Now you can power your cell phone just by wearing a special shirt made of two tiny layers of nanowires that rub against each other as you move. These super-conductive wires are "piezoelectric," generating energy through pressure and movement. The result is a shirt that generates more electricity the more you move around. A few weeks ago, a research team at Georgia Tech announced the first generation power shirt (you can see the two layers of nano wires above), speculating that it could someday power small electronic devices like iPods or mobiles.
According to a release from the National Science Foundation, which partially funded the research:
Zhong Lin Wang and collaborators Xudong Wang and Yong Qin have made more than 200 of the fiber nanogenerators. Each is tested on an apparatus that uses a spring and wheel to move one fiber against the other.

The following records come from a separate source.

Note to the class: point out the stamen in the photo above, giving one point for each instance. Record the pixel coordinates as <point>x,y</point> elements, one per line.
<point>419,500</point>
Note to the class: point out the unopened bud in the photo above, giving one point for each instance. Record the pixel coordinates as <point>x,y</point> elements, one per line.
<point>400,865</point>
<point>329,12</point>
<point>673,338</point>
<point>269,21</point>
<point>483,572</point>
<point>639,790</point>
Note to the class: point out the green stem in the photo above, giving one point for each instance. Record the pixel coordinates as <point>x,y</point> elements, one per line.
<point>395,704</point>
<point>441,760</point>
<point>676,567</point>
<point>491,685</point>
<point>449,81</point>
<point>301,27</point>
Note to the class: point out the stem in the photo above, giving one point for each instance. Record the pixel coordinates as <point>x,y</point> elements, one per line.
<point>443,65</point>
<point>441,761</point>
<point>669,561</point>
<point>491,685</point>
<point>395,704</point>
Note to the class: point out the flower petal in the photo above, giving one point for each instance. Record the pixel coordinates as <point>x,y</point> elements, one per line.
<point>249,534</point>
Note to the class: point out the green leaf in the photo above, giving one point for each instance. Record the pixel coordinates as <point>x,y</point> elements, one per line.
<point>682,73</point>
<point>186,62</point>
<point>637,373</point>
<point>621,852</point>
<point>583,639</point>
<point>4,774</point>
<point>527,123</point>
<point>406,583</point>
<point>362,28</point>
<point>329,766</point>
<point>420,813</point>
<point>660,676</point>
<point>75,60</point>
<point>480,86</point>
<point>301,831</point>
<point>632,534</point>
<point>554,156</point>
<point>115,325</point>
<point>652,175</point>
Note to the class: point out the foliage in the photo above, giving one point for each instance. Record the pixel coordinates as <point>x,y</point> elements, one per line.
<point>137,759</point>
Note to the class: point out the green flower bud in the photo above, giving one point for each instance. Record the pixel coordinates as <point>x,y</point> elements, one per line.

The fibers are rubbed together for up to 30 minutes to test their durability and power production.
The researchers have measured current of about four nanoamperes and output voltage of about four millivolts from a nanogenerator that included two fibers that were each one centimeter long. With a much improved design, Wang estimates that a square meter of fabric made from the special fibers could theoretically generate as much as 80 milliwatts of power.
So far, there is only one wrinkle in the fabric, so to speak - washing it. Zinc oxide is sensitive to moisture, so in real shirts or jackets, the nanowires would have to be protected from the effects of the washing machine.
I guess that means no sweating either. So you have to power your shirt up by moving around, but if you sweat on it you'll blow the generator. We might need to rethink this one.